We want to get NJASK data - year by year - grade by grade

The measure we want to see is proficiency/pass rate

Some context

Some assessments (ie the SAT) have a scale that is constant across time - that is to say, the score of 1000 on the SAT maps to the same level of absolute student performance, no matter if you took the test in 1999 or 2009.

It would be helpful if all of the NCLB assessments had this feature; unfortunately, they do not. It is common for the test difficulty to drift over time.

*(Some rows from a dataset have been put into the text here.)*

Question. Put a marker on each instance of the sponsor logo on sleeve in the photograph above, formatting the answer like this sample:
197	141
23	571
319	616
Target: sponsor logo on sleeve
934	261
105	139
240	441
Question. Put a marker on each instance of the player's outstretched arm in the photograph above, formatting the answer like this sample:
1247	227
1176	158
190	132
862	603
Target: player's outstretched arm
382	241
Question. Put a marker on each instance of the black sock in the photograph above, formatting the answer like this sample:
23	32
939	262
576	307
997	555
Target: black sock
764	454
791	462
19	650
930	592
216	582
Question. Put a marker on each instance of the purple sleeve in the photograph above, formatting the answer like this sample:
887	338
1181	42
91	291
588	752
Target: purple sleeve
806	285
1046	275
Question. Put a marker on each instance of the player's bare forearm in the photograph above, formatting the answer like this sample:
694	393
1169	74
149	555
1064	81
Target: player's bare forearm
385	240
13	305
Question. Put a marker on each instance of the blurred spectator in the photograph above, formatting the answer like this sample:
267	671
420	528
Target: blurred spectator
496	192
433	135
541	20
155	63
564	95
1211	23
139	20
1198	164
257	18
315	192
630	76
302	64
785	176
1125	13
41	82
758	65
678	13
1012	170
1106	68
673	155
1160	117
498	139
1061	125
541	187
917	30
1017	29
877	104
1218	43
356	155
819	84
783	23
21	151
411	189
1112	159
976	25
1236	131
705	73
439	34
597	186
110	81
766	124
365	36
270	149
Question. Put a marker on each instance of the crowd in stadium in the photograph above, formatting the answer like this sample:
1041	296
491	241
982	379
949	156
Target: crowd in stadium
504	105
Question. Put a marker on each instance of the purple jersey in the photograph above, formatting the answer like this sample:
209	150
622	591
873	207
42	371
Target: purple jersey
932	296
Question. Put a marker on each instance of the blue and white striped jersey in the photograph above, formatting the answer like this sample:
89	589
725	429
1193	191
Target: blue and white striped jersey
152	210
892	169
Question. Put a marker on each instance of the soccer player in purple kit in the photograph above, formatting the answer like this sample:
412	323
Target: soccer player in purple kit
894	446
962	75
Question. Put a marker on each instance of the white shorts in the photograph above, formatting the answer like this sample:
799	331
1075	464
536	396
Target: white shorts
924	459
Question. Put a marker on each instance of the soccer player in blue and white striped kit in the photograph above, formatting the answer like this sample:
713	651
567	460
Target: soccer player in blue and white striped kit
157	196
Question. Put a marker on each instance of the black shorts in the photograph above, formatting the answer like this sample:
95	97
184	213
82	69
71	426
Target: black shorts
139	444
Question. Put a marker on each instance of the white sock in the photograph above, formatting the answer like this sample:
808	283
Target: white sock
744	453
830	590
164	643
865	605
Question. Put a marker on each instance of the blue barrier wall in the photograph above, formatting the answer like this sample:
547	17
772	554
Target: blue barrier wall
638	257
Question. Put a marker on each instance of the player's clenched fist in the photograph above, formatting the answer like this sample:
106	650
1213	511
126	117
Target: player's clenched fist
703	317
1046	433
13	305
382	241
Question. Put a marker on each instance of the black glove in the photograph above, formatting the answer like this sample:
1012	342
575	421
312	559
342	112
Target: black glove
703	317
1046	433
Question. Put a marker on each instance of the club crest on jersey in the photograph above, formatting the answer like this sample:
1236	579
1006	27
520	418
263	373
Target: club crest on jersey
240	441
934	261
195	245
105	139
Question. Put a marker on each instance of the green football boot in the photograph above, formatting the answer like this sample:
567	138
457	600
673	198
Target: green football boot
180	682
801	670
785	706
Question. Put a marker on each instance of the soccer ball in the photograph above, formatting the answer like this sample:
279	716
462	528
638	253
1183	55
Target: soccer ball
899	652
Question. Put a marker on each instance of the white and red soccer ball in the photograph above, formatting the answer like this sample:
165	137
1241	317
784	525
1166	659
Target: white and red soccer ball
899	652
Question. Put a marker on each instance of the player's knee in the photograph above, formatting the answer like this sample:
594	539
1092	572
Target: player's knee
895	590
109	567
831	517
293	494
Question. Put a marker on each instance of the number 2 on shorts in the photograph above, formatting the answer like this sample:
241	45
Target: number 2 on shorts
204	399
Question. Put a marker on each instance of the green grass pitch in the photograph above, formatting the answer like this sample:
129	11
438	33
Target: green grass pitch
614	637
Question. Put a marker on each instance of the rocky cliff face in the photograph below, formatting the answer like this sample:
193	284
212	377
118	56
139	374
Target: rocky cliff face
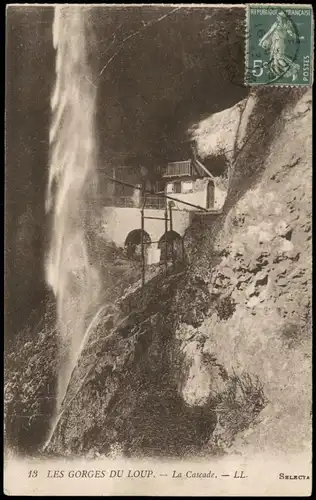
215	358
259	321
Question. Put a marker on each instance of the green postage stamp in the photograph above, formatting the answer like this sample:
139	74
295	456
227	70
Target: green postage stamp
279	45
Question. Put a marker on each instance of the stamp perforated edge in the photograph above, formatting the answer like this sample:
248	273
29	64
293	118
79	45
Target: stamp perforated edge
247	35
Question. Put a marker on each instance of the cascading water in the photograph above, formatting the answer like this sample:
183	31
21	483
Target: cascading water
72	186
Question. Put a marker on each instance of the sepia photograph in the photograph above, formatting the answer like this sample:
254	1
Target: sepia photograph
158	249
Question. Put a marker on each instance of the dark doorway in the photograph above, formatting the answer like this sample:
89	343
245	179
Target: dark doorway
133	243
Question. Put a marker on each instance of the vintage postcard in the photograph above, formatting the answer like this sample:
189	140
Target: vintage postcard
158	256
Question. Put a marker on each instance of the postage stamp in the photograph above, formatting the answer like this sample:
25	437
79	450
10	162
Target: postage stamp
279	45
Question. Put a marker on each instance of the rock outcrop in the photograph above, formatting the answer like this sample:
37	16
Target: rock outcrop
216	357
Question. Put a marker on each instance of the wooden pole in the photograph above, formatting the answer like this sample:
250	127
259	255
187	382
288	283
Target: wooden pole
142	246
166	247
142	240
171	229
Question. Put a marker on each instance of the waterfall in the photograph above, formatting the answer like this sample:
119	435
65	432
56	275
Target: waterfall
72	186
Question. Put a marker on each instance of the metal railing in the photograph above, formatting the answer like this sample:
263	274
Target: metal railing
178	168
155	202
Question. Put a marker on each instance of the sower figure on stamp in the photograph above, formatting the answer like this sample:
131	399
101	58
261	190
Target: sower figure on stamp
275	40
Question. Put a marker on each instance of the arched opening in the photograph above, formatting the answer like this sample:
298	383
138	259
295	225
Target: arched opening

This makes interpretation difficult, because a change in school or district performance can indicate either: - a change in actual school performance - a change in the difficulty of the test - random variation (we’ll set that aside for the moment.)

Below, we’ll assemble the statewide pass rate (pct students proficient or advanced) by grade and subject, and graph.

Pre-processing:

#handle empty string vs zeros
all_assess_tidy$school_code <- all_assess_tidy$school_code %>% as.numeric() %>% magrittr::multiply_by(1)
all_assess_tidy$school_code <- ifelse(is.na(all_assess_tidy$school_code), 0, all_assess_tidy$school_code)

#tag charters with their home city
cc_slim <- charter_city %>% 
  dplyr::select(school_district_code, charter_city, charter_city_code)

all_assess_tidy <- all_assess_tidy %>%
  dplyr::left_join(cc_slim, by = c('district_code' = 'school_district_code'))
state_data <- all_assess_tidy %>%
  dplyr::filter(
    county_code == 'ST' & assess_name == 'NJASK' & 
    subgroup == 'total_population' & test_name != 'science'
  )
  
state_pass_rate <- ggplot(
  data = state_data,
  aes(
    x = testing_year, 
    y = proficient + advanced_proficient,
    group = paste0(grade, school_code),
    color = factor(grade)
  )
) +
geom_point() +
geom_line() +
theme_bw() +
theme(panel.grid = element_blank()) +
facet_grid(. ~ test_name) +
labs(
  x = 'Ending Year',
  y = 'Pct Proficient or Advanced'
) + scale_x_continuous(
  limits = c(2010, 2014)
)

Show state data:

state_pass_rate +
labs(title = 'NJ State NJASK Pass Rate by Grade')

We can try to account for the changing difficulty of the assessment instrument itself by showing the gap between a school or district and the state. This is known as the ‘difference in difference’ approach in econometrics, and is a common research method. (This method isn’t robust, however, when there are wholesale changes in the assessment, as happened in 2008-2009; because the test got so much harder. Re-scaling into a common unit of measurement would need to take place.)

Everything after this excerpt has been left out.